Yuki YAMAGISHI  Kazuo AOYAMA  Kazumi SAITO  Tetsuo IKEDA  

IEICE TRANSACTIONS on Information and Systems   Vol.E100-D   No.10   pp.2526-2536
Publication Date: 2017/10/01
Online ISSN: 1745-1361
DOI: 10.1587/transinf.2017EDP7100
Type of Manuscript: PAPER
Category: Data Engineering, Web Information Systems
algorithm,  similarity search,  index,  tree,  pivot,  

Full Text: PDF(631.8KB)>>
Buy this Article

This paper presents an efficient similarity search method utilizing as an index a complete binary tree (CBT) based on optimized pivots for a large-scale and high-dimensional data set. A similarity search method, in general, requires high-speed performance on both index construction off-line and similarity search itself online. To fulfill the requirement, we introduce novel techniques into an index construction and a similarity search algorithm in the proposed method for a range query. The index construction algorithm recursively employs the following two main functions, resulting in a CBT index. One is a pivot generation function that obtains one effective pivot at each node by efficiently maximizing a defined objective function.

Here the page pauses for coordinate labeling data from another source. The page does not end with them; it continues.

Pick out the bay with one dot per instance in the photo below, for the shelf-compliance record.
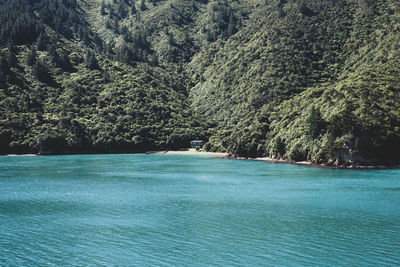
(172, 210)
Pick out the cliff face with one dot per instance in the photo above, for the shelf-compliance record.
(309, 80)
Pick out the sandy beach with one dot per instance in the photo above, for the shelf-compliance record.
(191, 153)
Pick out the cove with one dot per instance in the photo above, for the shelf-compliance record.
(174, 210)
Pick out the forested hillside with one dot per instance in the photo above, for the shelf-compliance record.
(313, 80)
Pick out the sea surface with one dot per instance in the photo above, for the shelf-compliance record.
(171, 210)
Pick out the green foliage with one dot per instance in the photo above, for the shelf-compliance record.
(304, 80)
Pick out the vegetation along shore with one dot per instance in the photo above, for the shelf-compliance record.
(315, 81)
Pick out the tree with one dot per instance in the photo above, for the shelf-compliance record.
(90, 60)
(31, 57)
(316, 124)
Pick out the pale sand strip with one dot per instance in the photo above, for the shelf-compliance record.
(191, 153)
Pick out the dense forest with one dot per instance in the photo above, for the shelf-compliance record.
(315, 80)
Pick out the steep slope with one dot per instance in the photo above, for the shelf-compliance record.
(304, 80)
(60, 92)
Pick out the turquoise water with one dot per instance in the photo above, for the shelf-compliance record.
(164, 210)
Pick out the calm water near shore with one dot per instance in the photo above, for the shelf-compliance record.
(173, 210)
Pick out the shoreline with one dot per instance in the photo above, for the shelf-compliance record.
(312, 164)
(189, 153)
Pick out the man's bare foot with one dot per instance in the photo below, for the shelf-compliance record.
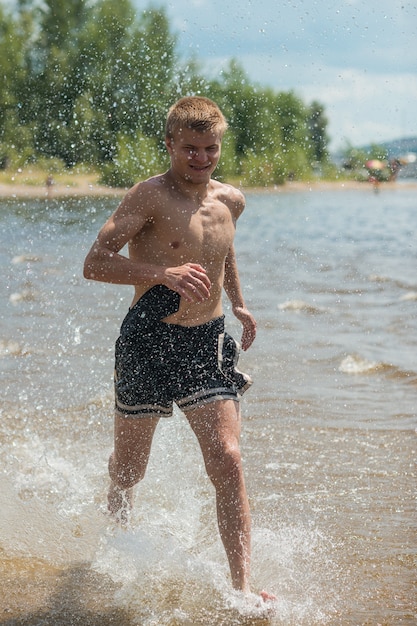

The other is a node bisection function that partitions a set of objects at a node into two almost equal-sized subsets based on the optimized pivot. The similarity search algorithm employs a three-stage process that narrows down candidate objects within a given range by pruning unnecessary branches and filtering objects in each stage. Experimental results on one million real image data set with high dimensionality demonstrate that the proposed method finds an exact solution for a range query at around one-quarter to half of the computational cost of one of the state-of-the-art methods, by using a CBT index constructed off-line at a reasonable computational cost.